Eager to do my part to help the struggling local economy, I shared the news with my aunt and we made plans to attend. And we weren’t alone. On sale day, we met women who had flown in from Missouri, Nevada and Arizona because news of the sale had spread like dandelion spores on a breezy summer day. And though the Brighton marketing campaign included corporate-sponsored postcards and radio spots, buzz about the sale was organic. In other words, the message was carried by the people who cared about it. The most successful marketing messages always are.
So how can you get people buzzing about your product or service?
Word-of-Mouth Marketing is the easiest way to get people to buy your product or donate to your non-profit organization. If you’re passionate about what you do, you are already your own best brand-evangelist. But if you don’t believe in what you’re trying to sell, then it’s probably time to look for something else that you can enthusiastically endorse. The most important thing to remember about word-of-mouth marketing is that the motivation for sharing has to be your desire to help the people you are pitching. If you’re disingenuous, it will show. So make sure you don’t come off like a carnival barker.
On a Limited Budget—
The first order of business for building buzz is to come up with something that is genuinely worthy of attention. I can’t tell you how many times I’ve met with clients who have asked me to write press releases that have no content. Putting your business hours or menu into a press release template won’t make the information newsworthy.
If you want people to take notice, host or sponsor an open house, anniversary sale or trade show, allowing plenty of lead-time so your campaign can gain momentum. Use social media websites like Twitter and Facebook to start the groundswell.
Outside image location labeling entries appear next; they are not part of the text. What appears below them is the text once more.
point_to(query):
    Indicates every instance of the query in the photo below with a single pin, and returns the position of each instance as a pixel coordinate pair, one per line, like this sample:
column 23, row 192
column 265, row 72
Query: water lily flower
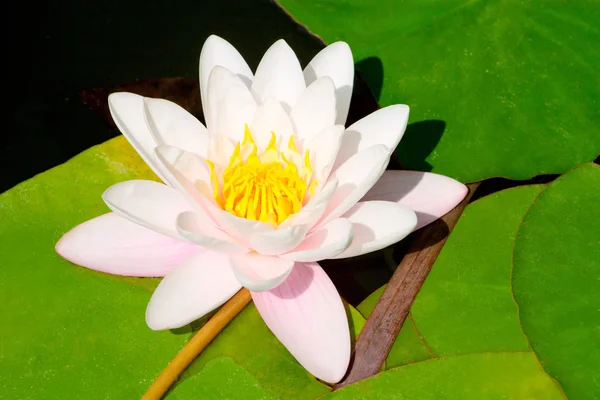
column 273, row 184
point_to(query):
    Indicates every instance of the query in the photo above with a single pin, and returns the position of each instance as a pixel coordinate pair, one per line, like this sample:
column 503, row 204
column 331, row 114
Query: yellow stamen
column 268, row 187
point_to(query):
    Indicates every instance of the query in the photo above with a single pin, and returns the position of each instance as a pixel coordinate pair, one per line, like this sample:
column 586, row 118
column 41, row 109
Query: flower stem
column 382, row 327
column 194, row 347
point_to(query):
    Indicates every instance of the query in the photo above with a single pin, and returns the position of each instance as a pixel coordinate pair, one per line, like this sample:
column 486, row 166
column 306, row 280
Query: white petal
column 127, row 110
column 172, row 125
column 324, row 149
column 307, row 315
column 115, row 245
column 271, row 117
column 200, row 191
column 336, row 62
column 150, row 204
column 200, row 229
column 355, row 177
column 230, row 104
column 184, row 169
column 217, row 51
column 257, row 272
column 429, row 195
column 311, row 213
column 326, row 242
column 194, row 288
column 220, row 149
column 385, row 126
column 279, row 76
column 278, row 241
column 377, row 224
column 315, row 109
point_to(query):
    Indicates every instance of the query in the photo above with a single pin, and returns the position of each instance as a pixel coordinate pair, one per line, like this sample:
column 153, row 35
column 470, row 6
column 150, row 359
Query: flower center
column 267, row 188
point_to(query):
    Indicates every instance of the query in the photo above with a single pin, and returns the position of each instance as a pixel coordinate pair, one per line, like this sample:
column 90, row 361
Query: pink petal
column 115, row 245
column 429, row 195
column 199, row 228
column 336, row 62
column 194, row 288
column 257, row 272
column 326, row 242
column 315, row 109
column 385, row 126
column 355, row 177
column 218, row 51
column 307, row 315
column 279, row 76
column 171, row 124
column 148, row 203
column 377, row 224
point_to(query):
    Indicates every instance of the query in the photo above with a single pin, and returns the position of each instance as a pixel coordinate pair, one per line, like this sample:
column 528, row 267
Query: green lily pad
column 68, row 331
column 466, row 304
column 248, row 341
column 75, row 333
column 409, row 346
column 515, row 84
column 473, row 376
column 221, row 378
column 556, row 280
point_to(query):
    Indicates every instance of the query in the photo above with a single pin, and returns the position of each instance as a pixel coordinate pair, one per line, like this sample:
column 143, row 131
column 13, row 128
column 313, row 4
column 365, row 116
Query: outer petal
column 429, row 195
column 279, row 75
column 323, row 243
column 385, row 126
column 127, row 110
column 315, row 109
column 271, row 117
column 115, row 245
column 229, row 105
column 217, row 51
column 196, row 287
column 336, row 62
column 199, row 228
column 278, row 241
column 356, row 176
column 324, row 149
column 172, row 125
column 307, row 315
column 147, row 203
column 377, row 224
column 258, row 272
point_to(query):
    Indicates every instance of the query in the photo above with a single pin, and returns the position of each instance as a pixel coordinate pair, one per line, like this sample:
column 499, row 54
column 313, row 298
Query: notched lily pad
column 66, row 329
column 556, row 280
column 221, row 378
column 474, row 376
column 466, row 304
column 517, row 84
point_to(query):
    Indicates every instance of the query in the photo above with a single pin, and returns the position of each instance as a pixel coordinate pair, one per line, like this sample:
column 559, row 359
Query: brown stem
column 382, row 327
column 194, row 347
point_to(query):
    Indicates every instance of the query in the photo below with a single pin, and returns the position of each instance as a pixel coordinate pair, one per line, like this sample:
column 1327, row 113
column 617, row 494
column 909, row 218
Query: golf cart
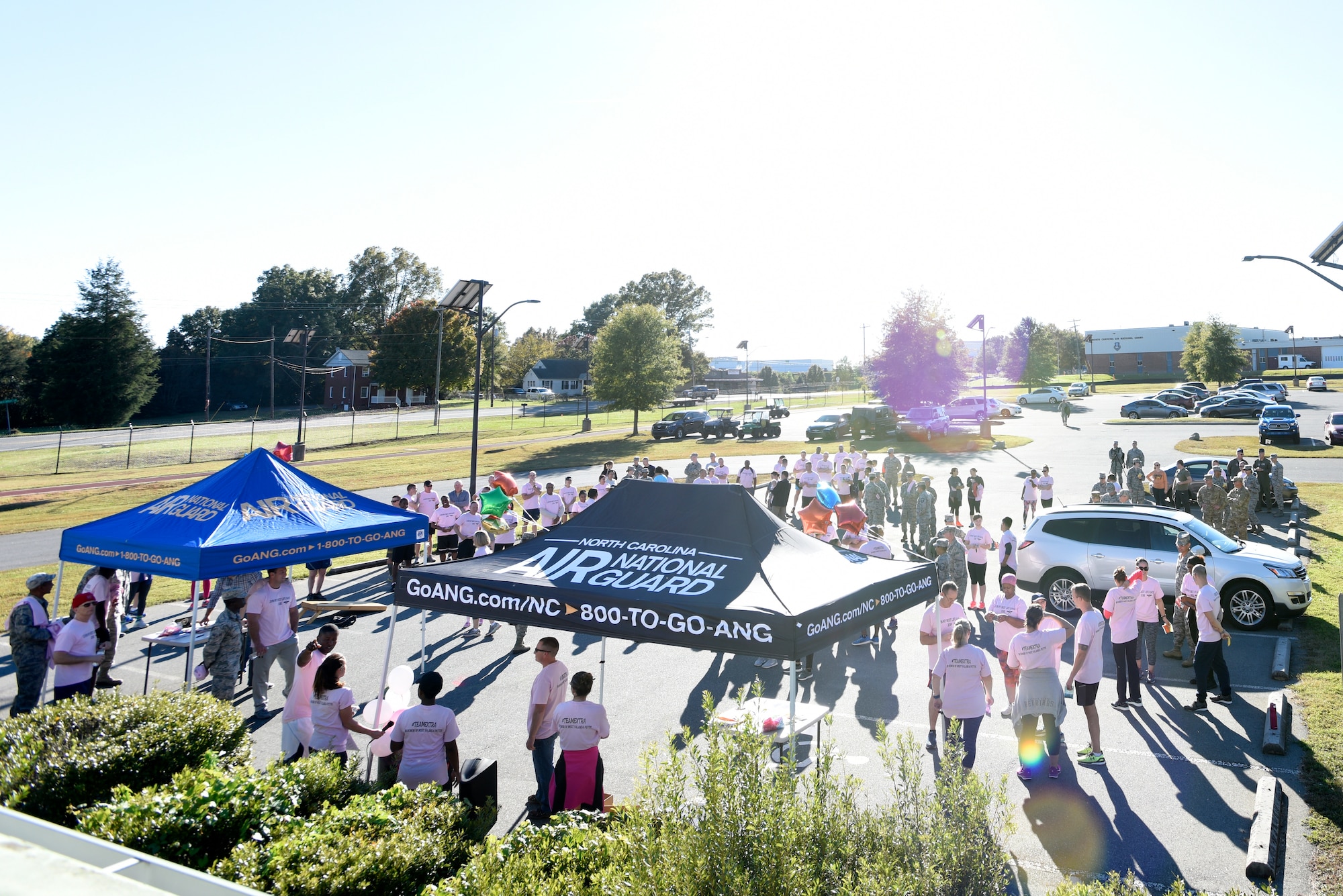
column 755, row 424
column 721, row 424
Then wait for folks in your target market to spread the word.
The Sky’s the Limit—
Supplement your electronic campaign with printed materials such as brochures, postcards, direct-mail pieces, ads and rewards program. These days, you can’t buy a stick of gum without being asked to apply for a customer loyalty card. Technology has made it easy to track spending patterns and preferences and communicate directly with specific segments of your target market. So take advantage of the data.
Also, don’t forget to partner with businesses whose targets overlap with your own. The approach will help you and fellow vendors as well as end-users. This weekend, for example, I was given a 20% discount on a pretzel at Aunt Annie’s when I presented my Brighton receipt. The strategy drastically improved foot-traffic at the snack shop. I enjoyed chewing on my spongy pretzel like a cow with her cud. But I think my body would have preferred chicken soup.